You might be surprised: Protecting peat bogs could help the world avert the worst effects of global warming, a new study has found. Protecting intact peatlands and restoring degraded ones are crucial steps if the world is to counter climate change, European researchers said Friday.
In a study, they said peat bogs, wetlands that contain large amounts of carbon in the form of decaying vegetation that has built up over centuries, could help the world achieve climate goals like the limit of 2 degrees Celsius of postindustrial warming that is part of the 2015 Paris agreement.
Peatlands exist around the world, in tropical as well as colder regions. They make up only about 3 percent of global land area, but their deep layers of peat are practically treasure chests of carbon, overall containing roughly twice as much as the world’s forests.
In pristine bogs, that carbon remains soggy and intact. But when a bog is dried out, for agriculture or other reasons, the carbon starts to oxidize and is released to the atmosphere as planet-warming carbon dioxide and other greenhouse gases.
That process potentially can continue for centuries. Current estimates are that drained peatlands worldwide emit as much carbon dioxide annually as global air travel.
But dry peat is also a fire risk, and peat fires have the potential to release a lot of carbon very quickly. In September and October 2015, peat fires in Indonesia, where bogs have long been drained for palm oil plantations and other purposes, released more carbon dioxide per day than all the fossil fuels burned in the European Union.
Dried peatlands could be restored by allowing them to become wet again, which would saturate the decaying vegetation and prevent further release of carbon dioxide, and also eliminate the fire hazard.
“Rewetting them is really the core for reaching mitigation targets,” Dr. Popp said.
Most pathways for countering climate change predict that by the end of this century, land use, which includes forests and agriculture, would be a net carbon sink, meaning it would store more carbon than the amount being released to the atmosphere. That would slow the process of global warming.
But most of those pathways do not take emissions from degraded peatland into account, the researchers said. When they plugged peatland data into their own land-use model, they found that land use would be a net carbon source, releasing more carbon dioxide than was stored.
The researchers then calculated that protecting pristine wetlands and rewetting about 60 percent of the degraded ones would reverse that, making land use a net sink again.
Mike Waddington, a peat researcher at McMaster University in Hamilton, Ontario, who was not involved in the work, said the study “makes a very compelling case” in favor of restoring peatlands.
“Despite covering a small area, they really pack a carbon punch when it comes to carbon storage in ecosystems,” Dr. Waddington said. “They are really important in global climate regulation.”
He said the study made an important point: In current pathways for changing land use to aid the climate, through planting more trees or other measures, peatlands are often considered expendable.
“When we think about storing carbon in ecosystems, it’s almost always about planting trees,” Dr. Waddington said. There’s often tremendous pressure to plant trees in drained peatlands, he said, but that’s the wrong choice given the carbon-storing ability of an intact bog.
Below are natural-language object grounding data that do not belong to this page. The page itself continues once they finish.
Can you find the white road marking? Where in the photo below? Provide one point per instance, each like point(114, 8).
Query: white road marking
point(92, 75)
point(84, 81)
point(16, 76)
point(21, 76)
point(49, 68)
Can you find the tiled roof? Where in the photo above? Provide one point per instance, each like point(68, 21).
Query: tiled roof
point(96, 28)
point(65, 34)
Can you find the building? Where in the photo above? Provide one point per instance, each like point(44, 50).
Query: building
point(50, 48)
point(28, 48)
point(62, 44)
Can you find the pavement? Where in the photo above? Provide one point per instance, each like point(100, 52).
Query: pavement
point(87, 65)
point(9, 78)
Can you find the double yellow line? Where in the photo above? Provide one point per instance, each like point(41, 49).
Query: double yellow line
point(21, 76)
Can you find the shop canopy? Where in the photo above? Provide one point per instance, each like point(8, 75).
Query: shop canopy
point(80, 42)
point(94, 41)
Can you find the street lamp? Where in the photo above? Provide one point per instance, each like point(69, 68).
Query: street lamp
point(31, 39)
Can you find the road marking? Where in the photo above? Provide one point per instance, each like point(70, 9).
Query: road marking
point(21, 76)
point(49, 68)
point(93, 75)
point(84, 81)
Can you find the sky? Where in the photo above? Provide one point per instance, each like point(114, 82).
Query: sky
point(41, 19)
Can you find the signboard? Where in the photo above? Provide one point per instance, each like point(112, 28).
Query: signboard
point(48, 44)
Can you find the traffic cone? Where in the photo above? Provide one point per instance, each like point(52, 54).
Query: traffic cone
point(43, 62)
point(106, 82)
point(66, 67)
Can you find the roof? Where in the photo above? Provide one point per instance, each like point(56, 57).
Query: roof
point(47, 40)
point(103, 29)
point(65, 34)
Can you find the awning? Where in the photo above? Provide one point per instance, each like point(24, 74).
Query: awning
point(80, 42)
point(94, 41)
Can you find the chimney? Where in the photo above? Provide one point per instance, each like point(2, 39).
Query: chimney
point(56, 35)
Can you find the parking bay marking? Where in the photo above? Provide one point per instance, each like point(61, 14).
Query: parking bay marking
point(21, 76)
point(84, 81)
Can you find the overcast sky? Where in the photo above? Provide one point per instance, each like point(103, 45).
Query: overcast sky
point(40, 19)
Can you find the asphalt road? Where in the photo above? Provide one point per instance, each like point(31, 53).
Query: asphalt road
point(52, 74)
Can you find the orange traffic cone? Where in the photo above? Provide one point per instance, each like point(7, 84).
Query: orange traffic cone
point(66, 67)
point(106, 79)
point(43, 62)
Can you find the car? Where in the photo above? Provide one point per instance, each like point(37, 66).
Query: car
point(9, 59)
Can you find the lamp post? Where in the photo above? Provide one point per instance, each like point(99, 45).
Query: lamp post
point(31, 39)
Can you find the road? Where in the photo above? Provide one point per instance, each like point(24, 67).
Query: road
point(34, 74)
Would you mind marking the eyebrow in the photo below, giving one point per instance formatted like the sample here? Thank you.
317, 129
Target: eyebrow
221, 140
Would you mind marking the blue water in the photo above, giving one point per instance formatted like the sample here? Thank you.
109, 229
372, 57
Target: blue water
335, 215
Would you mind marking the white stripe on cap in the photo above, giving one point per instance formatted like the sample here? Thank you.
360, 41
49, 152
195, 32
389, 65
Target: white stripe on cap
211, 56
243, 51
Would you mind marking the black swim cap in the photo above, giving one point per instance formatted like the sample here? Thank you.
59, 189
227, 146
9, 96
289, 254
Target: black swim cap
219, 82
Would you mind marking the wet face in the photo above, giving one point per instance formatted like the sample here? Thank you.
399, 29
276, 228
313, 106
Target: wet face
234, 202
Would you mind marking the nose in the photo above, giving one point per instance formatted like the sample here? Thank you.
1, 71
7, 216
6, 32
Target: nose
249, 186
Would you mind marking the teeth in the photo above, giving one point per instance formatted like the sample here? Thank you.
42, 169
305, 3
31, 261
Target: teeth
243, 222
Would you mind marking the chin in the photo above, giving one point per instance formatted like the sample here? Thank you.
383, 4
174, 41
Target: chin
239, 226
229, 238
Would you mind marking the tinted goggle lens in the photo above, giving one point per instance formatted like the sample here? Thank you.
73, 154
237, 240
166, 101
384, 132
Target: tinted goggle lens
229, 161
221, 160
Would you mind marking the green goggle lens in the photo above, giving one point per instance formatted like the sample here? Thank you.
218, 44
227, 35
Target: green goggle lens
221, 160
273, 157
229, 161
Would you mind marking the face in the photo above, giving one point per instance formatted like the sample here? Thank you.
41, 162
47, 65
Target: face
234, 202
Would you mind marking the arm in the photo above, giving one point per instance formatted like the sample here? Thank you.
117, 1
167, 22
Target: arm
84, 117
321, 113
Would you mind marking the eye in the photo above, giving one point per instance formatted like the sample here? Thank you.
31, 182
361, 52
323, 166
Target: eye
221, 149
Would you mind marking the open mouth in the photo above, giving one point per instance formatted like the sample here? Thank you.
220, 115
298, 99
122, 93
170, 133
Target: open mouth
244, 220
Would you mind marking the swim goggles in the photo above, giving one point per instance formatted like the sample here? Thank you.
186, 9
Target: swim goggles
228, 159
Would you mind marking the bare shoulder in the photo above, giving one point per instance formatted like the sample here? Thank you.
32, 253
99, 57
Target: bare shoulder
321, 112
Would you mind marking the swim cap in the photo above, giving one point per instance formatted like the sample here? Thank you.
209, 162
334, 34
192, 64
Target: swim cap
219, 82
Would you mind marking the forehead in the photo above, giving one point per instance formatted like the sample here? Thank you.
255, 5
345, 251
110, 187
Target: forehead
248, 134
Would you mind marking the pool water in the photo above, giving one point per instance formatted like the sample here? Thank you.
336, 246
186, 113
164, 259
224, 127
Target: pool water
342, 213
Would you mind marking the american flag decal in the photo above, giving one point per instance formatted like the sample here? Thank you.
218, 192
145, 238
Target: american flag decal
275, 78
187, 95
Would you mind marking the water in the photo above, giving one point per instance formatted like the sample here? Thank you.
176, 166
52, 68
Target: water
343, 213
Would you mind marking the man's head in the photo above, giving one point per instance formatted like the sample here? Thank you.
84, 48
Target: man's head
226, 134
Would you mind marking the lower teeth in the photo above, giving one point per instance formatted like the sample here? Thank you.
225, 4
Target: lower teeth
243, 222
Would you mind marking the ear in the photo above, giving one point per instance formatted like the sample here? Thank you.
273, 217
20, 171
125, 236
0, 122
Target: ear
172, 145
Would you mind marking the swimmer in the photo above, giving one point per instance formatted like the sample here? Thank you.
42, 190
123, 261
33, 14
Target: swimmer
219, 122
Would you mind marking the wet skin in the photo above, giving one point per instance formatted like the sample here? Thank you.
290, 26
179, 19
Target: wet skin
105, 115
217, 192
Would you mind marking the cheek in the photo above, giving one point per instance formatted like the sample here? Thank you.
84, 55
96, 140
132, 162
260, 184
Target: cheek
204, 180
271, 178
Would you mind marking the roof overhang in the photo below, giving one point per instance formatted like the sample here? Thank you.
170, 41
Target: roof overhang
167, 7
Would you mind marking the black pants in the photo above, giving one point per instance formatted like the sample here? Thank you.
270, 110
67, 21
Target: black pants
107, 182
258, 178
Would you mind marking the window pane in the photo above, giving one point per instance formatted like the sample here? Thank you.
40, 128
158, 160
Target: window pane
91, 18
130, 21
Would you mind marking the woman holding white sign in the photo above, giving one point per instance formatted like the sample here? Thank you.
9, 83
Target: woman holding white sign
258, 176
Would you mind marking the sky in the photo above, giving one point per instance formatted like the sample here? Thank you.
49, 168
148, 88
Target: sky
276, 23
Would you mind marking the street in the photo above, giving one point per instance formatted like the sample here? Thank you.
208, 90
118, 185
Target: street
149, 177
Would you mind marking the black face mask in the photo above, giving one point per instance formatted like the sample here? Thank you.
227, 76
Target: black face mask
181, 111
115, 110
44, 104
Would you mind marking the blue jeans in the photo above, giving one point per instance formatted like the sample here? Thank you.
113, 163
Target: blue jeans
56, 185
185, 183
Peat bogs are usually dried by digging ditches through them, which allows the water to drain away. In addition to conversion to croplands, tree plantations or forests, some peatlands are drained so the peat can be extracted for use in horticulture or even, in some parts of the world, for fuel.
“You only have to drain 10 to 15 percent of a peatland and start extracting peat to turn that entire system into a source,” Dr. Waddington said.
Restoring them could be accomplished by blocking the ditches or building berms to keep the peat saturated, he said.
In the study, the researchers found that there was considerable uncertainty in estimates of the costs of protecting and restoring peatlands. But even if the costs were at the high end, the basic finding of the research was unchanged, they said.
“In a way it’s the low-hanging fruit,” Dr. Waddington said.